Remove the first plt.show() – it separates your plt into 2 sections.

When creating xfuture and yfuture:

  • Your conditional statement is not ['Year'] >=2000 (because it is not a variable) but df['Year'] >=2000.
  • So you need to call df[conditional_statement] to restrict df and then call the 'Year' column.
  • All together this will be:
xfuture = df[df['Year'] >= 2000]['Year']
yfuture = df[df['Year'] >= 2000]['CSIRO Adjusted Sea Level']

After you create newfit, you still need to create a new set dummy variables to plot its function. So something like

xfuture2 = list(range(2000, 2050))

for the x coordinate and as a similar loop to what you did before to fill a new empty list for yfuture2 (the dummy y variable).

@kitanikita @SupremeSadat @sanity Thank you very much for your assistance; looks like I’m almost close…can you please confirm if I get the two lines Best Fit Line 1 and Best Fit Line 2; is there anything else required to be done?
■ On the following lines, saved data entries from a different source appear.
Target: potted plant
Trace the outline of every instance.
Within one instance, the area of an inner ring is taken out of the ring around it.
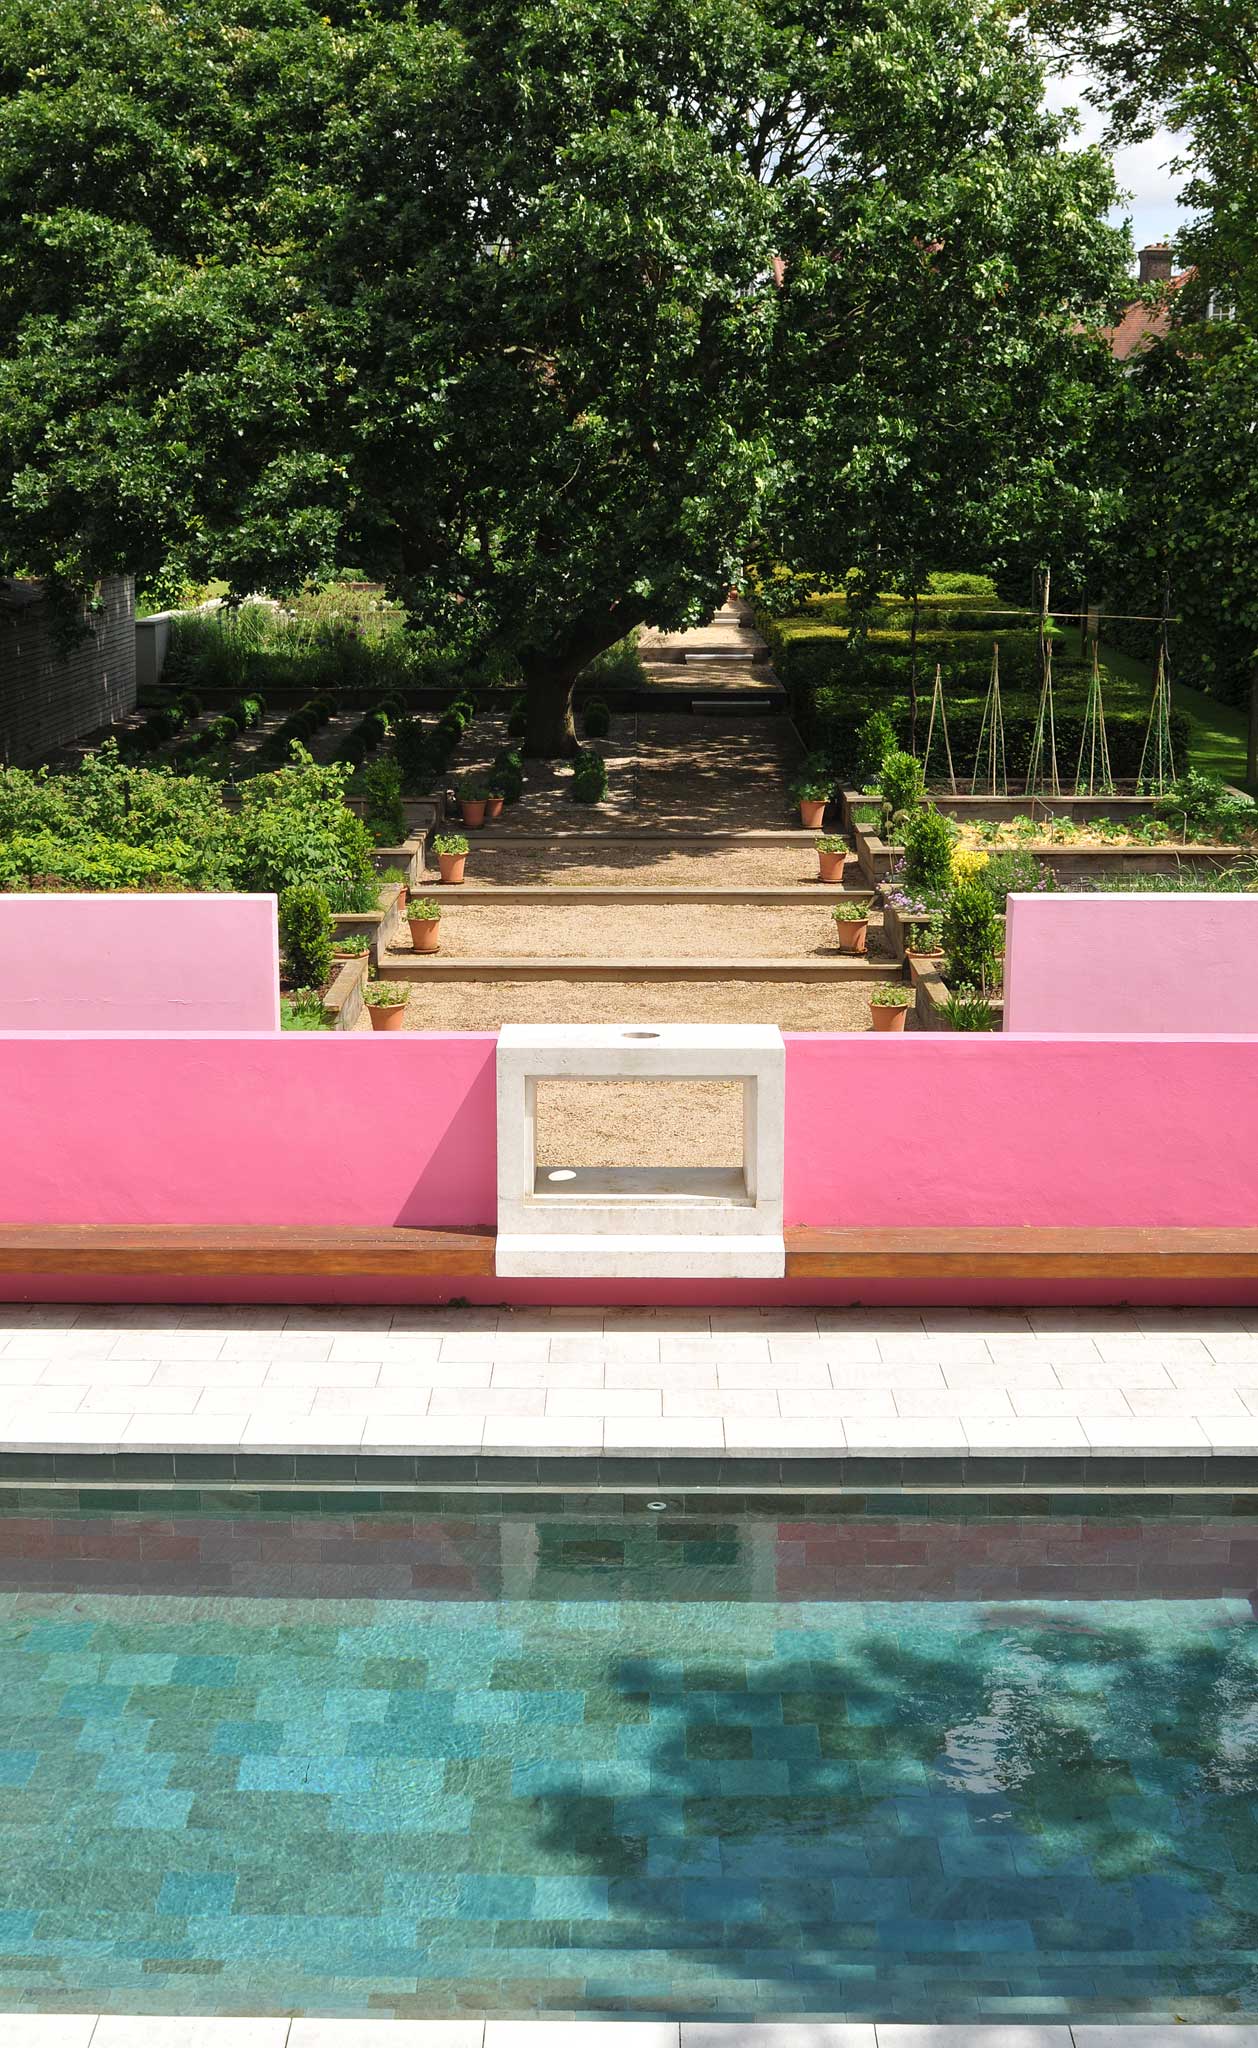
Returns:
[[[839,935],[840,953],[863,953],[869,932],[868,904],[837,903],[831,916]]]
[[[461,782],[459,784],[459,810],[463,823],[474,832],[485,822],[485,806],[489,802],[489,791],[483,782]]]
[[[435,953],[440,945],[441,905],[434,896],[417,896],[406,912],[412,953]]]
[[[826,821],[826,805],[834,795],[833,782],[810,771],[800,777],[792,795],[799,805],[800,823],[813,832],[819,832]]]
[[[363,990],[373,1031],[400,1031],[406,1015],[404,981],[369,981]]]
[[[943,926],[936,917],[915,921],[908,927],[904,950],[910,960],[927,960],[943,952]]]
[[[848,854],[846,839],[840,838],[837,832],[827,832],[823,833],[820,839],[814,839],[813,845],[817,849],[817,865],[821,870],[822,881],[841,882],[843,863]]]
[[[495,789],[493,783],[491,782],[489,785],[489,794],[485,798],[486,818],[500,818],[502,816],[502,807],[505,804],[505,802],[506,798],[503,796],[501,790]]]
[[[461,832],[438,832],[432,842],[443,882],[461,882],[467,866],[467,841]]]
[[[346,932],[344,938],[333,938],[332,951],[338,960],[361,959],[364,953],[370,953],[371,940],[366,932]]]
[[[880,982],[869,998],[869,1021],[875,1031],[903,1031],[913,991],[902,982]]]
# Create FIRST line of best fit
    x = df['Year']
    y = df['CSIRO Adjusted Sea Level']

    # First grab the current Slope & Intercept values
    slope, intercept, r_value, p_value, std_err = linregress(x, y)

    # Using the above Slope/ Intercept values now plot Best Fit 1
    x1 = list(range(1880, 2050)) 
    y1 = []

    for year in x1:
      y1.append(intercept + slope * year)

    plt.plot(x1, y1, 'r', label = 'Best Fit Line 1')
    plt.legend()
    # plt.show()
    
    # Create Second line of Best fit
    # SECOND best fit for year 2000 onwards so shall have new slope and intercept

    xfuture = df[df['Year'] >= 2000] ['Year']
    yfuture = df[df['Year'] >= 2000] ['CSIRO Adjusted Sea Level']

    newfit = linregress(xfuture, yfuture)
    newslope = newfit.slope
    newintercept = newfit.intercept

    xfuture2 = list(range(2000, 2050))
    yfuture2 = []

    for xfuture in xfuture2:
      yfuture2.append(newintercept + newslope * xfuture)
        
    plt.plot(xfuture2, yfuture2, 'r', label = 'Best Fit Line 2', color='green')
    plt.legend()
    plt.show()

    # Add labels and title
    plt.xlabel('Year')
    plt.ylabel('Sea Level (inches)')
    plt.title('Rise in Sea Level')

What I’m worried about is …my program never ceases to stop running? Is it because; I’m unable to pull list of values of Sea levels?

I think plt.show() pauses the script in general. So, if you remove plt.show(), from your script that should fix it.
If you close Figure 1, that should also resume the script. This works fine when you are testing the specific plot, but I would remove it once you’re done with that section of the code.